キューピッド役だったはずの高校生の僕は、恋するゲイ少年となった

サッカー選手にいそうなイケメンの彼にアドレスを聞かれ……僕が夫に出会うまで #11

2019/03/21

 津田っちの態度は少しよそよそしかった。ハセもそれを感じとったのか、硬直していた。

「あの、はい。 ……動物園。よろしく、お願い、します」

 ハセはやっぱり、うまく喋れないようだった。そんなハセがすごく可愛く思えた。教室に戻ると僕は津田っちに言った。

「ハセってかっこよくない?」

「えー、私のタイプじゃなかった~。だって、あの人の喋り方こんなんだったよ?」

 津田っちは、ハセのしゃべり方を真似て笑った。

「ハセは緊張してたんだよ。僕と喋ってた時は普通だったよ。動物園楽しみだね!」

 

「なんで勝手に言っちゃうんだよ!」ハセは僕の身体をブンブンと

 動物園当日、僕は最初から最後まで本当に楽しむことができた。一緒に行ったメンバーはともかく、ハセが四六時中カッコよかったからだ。ただ、ハセと津田っちはたまに会話をしていたが、二人はその先なんの盛り上がりもなく一日が終わってしまったようだ。ハセと僕が二人きりになった帰り道、ハセは言った。

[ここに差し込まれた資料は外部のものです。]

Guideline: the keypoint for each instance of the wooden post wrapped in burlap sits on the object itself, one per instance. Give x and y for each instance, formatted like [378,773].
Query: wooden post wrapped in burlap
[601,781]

「今日津田さんとうまく喋れなかったのは、七崎が勝手に、俺が津田さんを好きなことを伝えてしまったからだよ。なんで勝手に言っちゃうんだよ!」

 ハセは僕の身体をブンブン揺さぶった。僕は悪いことをしたつもりは全くない。「ドンマイ!」と彼を励ました。僕が津田っちに話をしていようがいなかろうが、ハセがうまく喋れようが無かろうが、うまくいかないものはうまくいかないのだ。僕は直感でわかっていた。そんなことよりも、僕はハセと仲良くなれたことが、嬉しくて仕方がなかった。

 それから、僕とハセはいつも二人でいるような仲になったから、周りからは「あいつらデキてるんじゃないか」と噂されたくらいだった。もちろん噂通りではないが、気がつけば僕は、ハセのことしか見えなくなっていた。

(続き「ハセとの拷問温泉」を読む)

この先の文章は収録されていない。